Recently I have had some discussions about using LACP and static etherchannel with VMware. The conversations have mainly revolved around how to get it setup, and what are the different use cases for it. The biggest question was about what exactly is the difference between the two. Are they the same thing with different names or are they actually different things?
Etherchannel and LACP are used to accomplish the same thing, but they both do it in a slightly different way. They are used to form a link-aggregation-groups (LAG) made of multiple physical links to connect networking devices together. This is needed to avoid getting a loop in the network, that is normally handled by using the Spanning Tree Protocol. So what is the real difference between the two? LACP has two modes. Active and passive, if one or both sides are set for active then they form a channel. With Etherchannel one side must be set for active and the other set for passive. Otherwise no channel will form. Seems fairly simple but…

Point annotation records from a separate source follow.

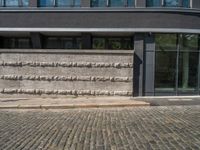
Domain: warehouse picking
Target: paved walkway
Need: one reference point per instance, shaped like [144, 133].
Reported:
[138, 128]
[69, 102]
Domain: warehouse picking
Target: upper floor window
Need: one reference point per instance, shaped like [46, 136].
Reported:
[112, 3]
[116, 43]
[14, 3]
[59, 3]
[62, 43]
[16, 43]
[168, 3]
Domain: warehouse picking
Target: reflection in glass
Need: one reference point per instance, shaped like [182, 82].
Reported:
[153, 3]
[188, 71]
[171, 3]
[166, 42]
[11, 3]
[130, 3]
[25, 2]
[114, 43]
[116, 3]
[99, 43]
[63, 3]
[188, 42]
[46, 3]
[165, 71]
[99, 3]
[186, 3]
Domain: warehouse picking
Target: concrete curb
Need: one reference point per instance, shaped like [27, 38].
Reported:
[72, 106]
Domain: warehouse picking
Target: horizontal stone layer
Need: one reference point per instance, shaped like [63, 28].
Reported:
[65, 92]
[68, 64]
[65, 78]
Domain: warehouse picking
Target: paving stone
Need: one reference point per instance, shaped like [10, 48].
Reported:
[148, 128]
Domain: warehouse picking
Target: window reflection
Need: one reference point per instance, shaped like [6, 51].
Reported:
[112, 3]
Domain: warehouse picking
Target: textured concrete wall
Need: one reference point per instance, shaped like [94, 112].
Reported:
[66, 74]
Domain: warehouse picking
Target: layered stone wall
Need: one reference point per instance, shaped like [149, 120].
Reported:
[57, 73]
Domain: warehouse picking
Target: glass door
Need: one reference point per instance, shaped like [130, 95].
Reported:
[176, 64]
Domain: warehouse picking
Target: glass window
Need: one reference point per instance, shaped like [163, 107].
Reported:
[188, 42]
[99, 43]
[171, 3]
[153, 3]
[46, 3]
[63, 3]
[166, 42]
[23, 43]
[117, 3]
[186, 3]
[130, 3]
[25, 2]
[99, 3]
[11, 3]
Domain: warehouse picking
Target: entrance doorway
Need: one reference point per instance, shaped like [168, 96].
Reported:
[176, 64]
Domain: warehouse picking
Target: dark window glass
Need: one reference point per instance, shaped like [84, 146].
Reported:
[17, 43]
[11, 3]
[117, 3]
[165, 72]
[171, 3]
[99, 3]
[188, 71]
[63, 3]
[166, 42]
[130, 3]
[186, 3]
[25, 2]
[46, 3]
[62, 43]
[23, 43]
[153, 3]
[99, 43]
[188, 42]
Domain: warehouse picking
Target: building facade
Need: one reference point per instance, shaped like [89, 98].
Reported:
[99, 47]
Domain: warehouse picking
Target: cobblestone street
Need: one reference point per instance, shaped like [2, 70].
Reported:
[163, 128]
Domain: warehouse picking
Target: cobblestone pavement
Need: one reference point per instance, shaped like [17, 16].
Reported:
[163, 128]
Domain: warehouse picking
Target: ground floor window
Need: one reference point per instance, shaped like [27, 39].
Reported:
[177, 63]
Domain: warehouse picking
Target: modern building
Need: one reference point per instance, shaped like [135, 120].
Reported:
[99, 47]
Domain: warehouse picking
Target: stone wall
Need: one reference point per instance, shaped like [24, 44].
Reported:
[62, 72]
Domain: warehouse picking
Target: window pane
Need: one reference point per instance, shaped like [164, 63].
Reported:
[127, 44]
[25, 2]
[153, 3]
[98, 3]
[188, 71]
[189, 42]
[186, 3]
[99, 43]
[115, 43]
[23, 43]
[53, 43]
[46, 3]
[166, 42]
[1, 2]
[165, 73]
[116, 3]
[77, 3]
[11, 3]
[130, 3]
[171, 3]
[63, 3]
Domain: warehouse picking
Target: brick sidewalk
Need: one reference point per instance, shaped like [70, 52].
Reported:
[139, 128]
[69, 102]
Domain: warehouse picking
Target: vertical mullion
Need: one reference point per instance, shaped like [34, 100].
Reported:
[177, 62]
[198, 86]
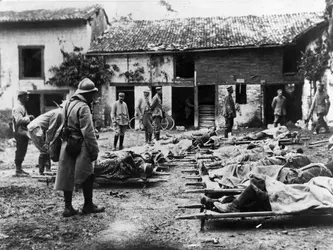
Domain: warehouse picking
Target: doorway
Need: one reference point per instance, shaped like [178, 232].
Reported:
[293, 94]
[206, 100]
[183, 106]
[33, 105]
[129, 99]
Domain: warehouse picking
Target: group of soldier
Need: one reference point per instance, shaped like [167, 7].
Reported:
[71, 124]
[149, 113]
[320, 105]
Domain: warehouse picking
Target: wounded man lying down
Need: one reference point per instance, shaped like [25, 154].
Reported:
[267, 194]
[123, 165]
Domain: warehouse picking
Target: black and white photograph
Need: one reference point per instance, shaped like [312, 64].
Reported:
[166, 124]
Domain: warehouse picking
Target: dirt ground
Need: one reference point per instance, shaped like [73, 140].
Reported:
[139, 217]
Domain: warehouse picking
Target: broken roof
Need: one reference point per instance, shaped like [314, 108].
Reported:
[50, 14]
[203, 33]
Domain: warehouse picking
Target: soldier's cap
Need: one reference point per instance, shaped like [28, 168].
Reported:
[147, 90]
[86, 86]
[22, 92]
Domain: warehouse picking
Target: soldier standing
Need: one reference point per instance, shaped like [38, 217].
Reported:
[229, 111]
[41, 131]
[120, 120]
[79, 149]
[156, 107]
[321, 104]
[20, 121]
[145, 114]
[279, 108]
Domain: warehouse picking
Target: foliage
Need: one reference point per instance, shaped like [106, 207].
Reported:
[167, 5]
[314, 62]
[77, 66]
[134, 76]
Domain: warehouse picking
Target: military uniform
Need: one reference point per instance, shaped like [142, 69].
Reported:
[41, 133]
[78, 170]
[279, 108]
[157, 114]
[229, 113]
[20, 120]
[120, 118]
[144, 111]
[321, 108]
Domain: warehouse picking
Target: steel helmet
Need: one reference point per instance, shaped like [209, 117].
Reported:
[86, 86]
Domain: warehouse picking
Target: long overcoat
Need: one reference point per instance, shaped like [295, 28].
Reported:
[73, 171]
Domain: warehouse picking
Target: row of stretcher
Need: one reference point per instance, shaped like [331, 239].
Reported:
[200, 183]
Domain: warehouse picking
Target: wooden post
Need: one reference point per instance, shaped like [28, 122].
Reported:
[263, 103]
[196, 102]
[216, 103]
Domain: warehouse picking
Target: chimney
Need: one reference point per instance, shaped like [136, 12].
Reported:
[329, 6]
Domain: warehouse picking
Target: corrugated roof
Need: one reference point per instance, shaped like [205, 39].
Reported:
[49, 14]
[201, 33]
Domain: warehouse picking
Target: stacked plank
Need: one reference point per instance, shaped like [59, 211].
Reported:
[206, 116]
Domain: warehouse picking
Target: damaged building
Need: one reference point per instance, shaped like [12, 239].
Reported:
[197, 58]
[30, 44]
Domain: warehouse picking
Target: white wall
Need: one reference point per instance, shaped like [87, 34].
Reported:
[48, 36]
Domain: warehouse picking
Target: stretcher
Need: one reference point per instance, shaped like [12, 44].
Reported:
[130, 181]
[205, 215]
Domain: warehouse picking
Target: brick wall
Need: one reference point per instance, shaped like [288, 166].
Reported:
[252, 65]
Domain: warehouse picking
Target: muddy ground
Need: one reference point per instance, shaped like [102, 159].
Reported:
[139, 217]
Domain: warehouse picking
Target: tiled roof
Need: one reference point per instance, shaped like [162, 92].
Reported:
[202, 33]
[49, 15]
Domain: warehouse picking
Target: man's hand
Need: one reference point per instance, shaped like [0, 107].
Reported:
[45, 147]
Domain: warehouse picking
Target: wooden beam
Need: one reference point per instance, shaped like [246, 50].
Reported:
[196, 102]
[216, 103]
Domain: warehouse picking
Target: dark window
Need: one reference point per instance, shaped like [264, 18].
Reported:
[241, 94]
[290, 57]
[31, 62]
[51, 100]
[184, 65]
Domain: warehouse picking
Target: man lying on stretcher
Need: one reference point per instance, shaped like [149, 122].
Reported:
[256, 198]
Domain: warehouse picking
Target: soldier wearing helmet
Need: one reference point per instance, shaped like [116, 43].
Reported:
[321, 104]
[143, 111]
[21, 119]
[158, 113]
[79, 149]
[120, 118]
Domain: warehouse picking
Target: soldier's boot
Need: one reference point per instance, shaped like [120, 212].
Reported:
[121, 141]
[19, 171]
[41, 164]
[150, 138]
[89, 207]
[146, 137]
[115, 141]
[48, 163]
[69, 210]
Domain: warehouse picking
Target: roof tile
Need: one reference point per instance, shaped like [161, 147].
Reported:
[200, 33]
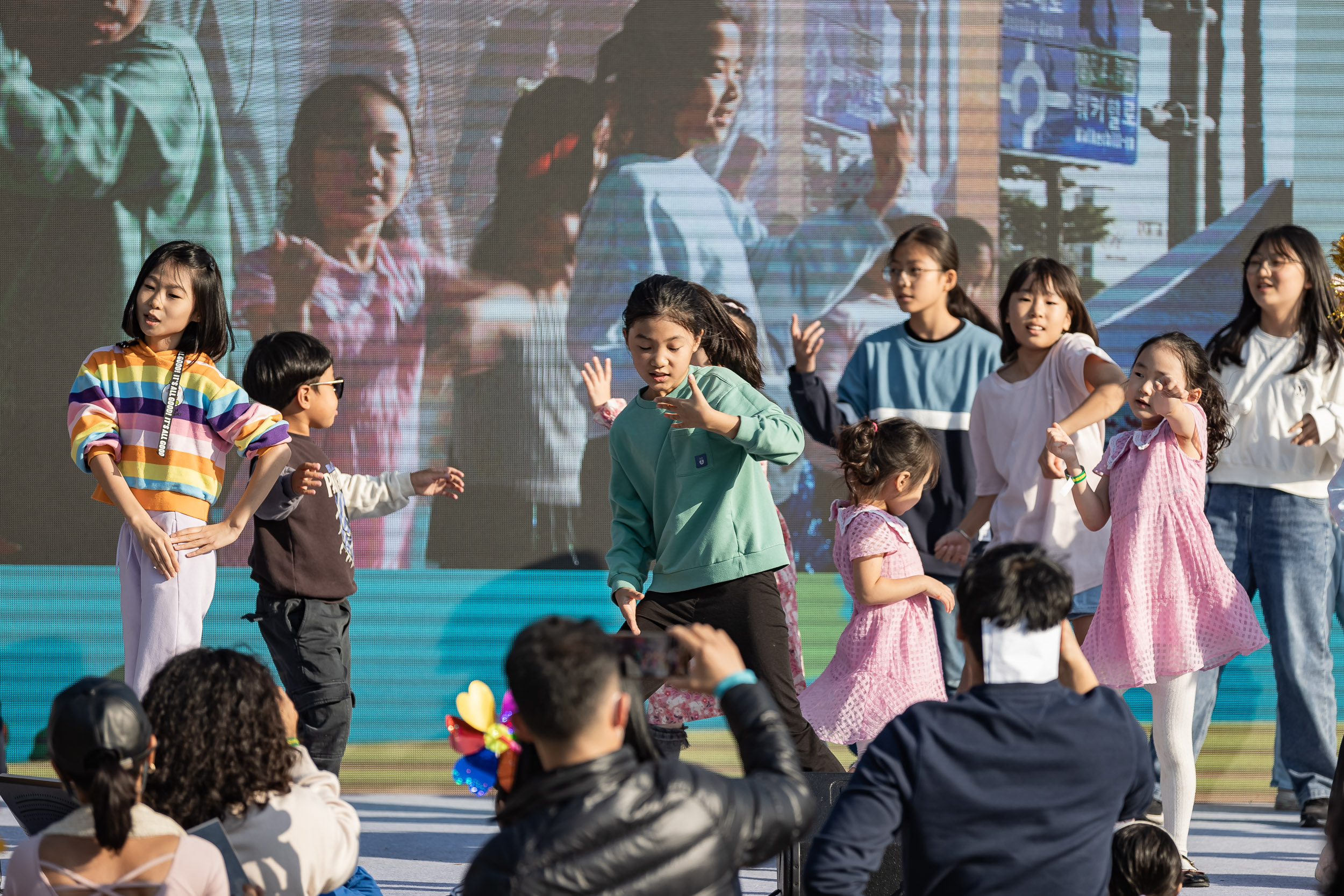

The reason all of this matters is that the virtual switches with VMware cannot form a loop. So by setting up LACP or etherchannel you are just increasing your operational cost, and the complexity of the network. It requires greater coordination with the networking team to ensure that LACP or etherchannel are setup with the same exact settings. LACP and etherchannel offer different forms of load balancing. This is accomplished by using hashes based on things such as source IP, source MAC. There are quite a few options to choose from. Once the hash is created the packet is sent down a certain link determined by the hash that was generated.. This creates a constraint because now every packet is sent down that same link, and will keep using it until a link fails and it is forced to use another link. So it is possible that if 2 VM’s are communicating over a LAG all traffic could be going across just one link, and leaving the other links underutilized. The distributed switch and physical switch must be setup to use the same settings or a link will not be established. LACP is only available by using the Distributed switch which is only available with Enterprise Plus Licensing.
If you are able to use the Distributed switch it also supports Load Base Teaming. LBT is the only true load balancing method. It will send traffic across all links based on the actual utilization of the link. This is a far superior load balancing feature and if you are already paying for it you should be using it. There is also the myth that bonding two 10gb links will give you 20gb of throughput. As I discussed earlier the limitation is that vNIC can only utilize one link at a time. It cannot break up streams across two links for increased throughput. You can only really gain the throughput advantage with multiple VM’s utilizing them.
As a best practice you should always use trunk ports down to your hypervisor hosts, this allows the host to utilize multiple VLAN’s as opposed to placing the switch ports into access mode and allowing only one VLAN, customers who do this often end up re-configuring their network later on and its always a pain. I generaly recommend setting up each port on the physical switch in a standard trunk mode with all the VLAN’s that you need. Then on the virtual switch build out all of your portgroups and have the traffic tagged there with the VLAN needed for that portgroup. By doing this and using LBT you have a simple yet efficient design.
Now there is one caveat to all of this vSAN does not support LBT, but it does support LACP, and if you have vSAN you are licensed for the distributed switch. LACP has one advantage over LBT and that is the fail over time. This is the time it takes for a dead link to be detected and traffic sent to another link. LACP failover is faster than that of LBT, and this failover time could mean the difference between a failed write with vSAN. Which can limit any downtime, but with a production hopefully there will not be many links going offline.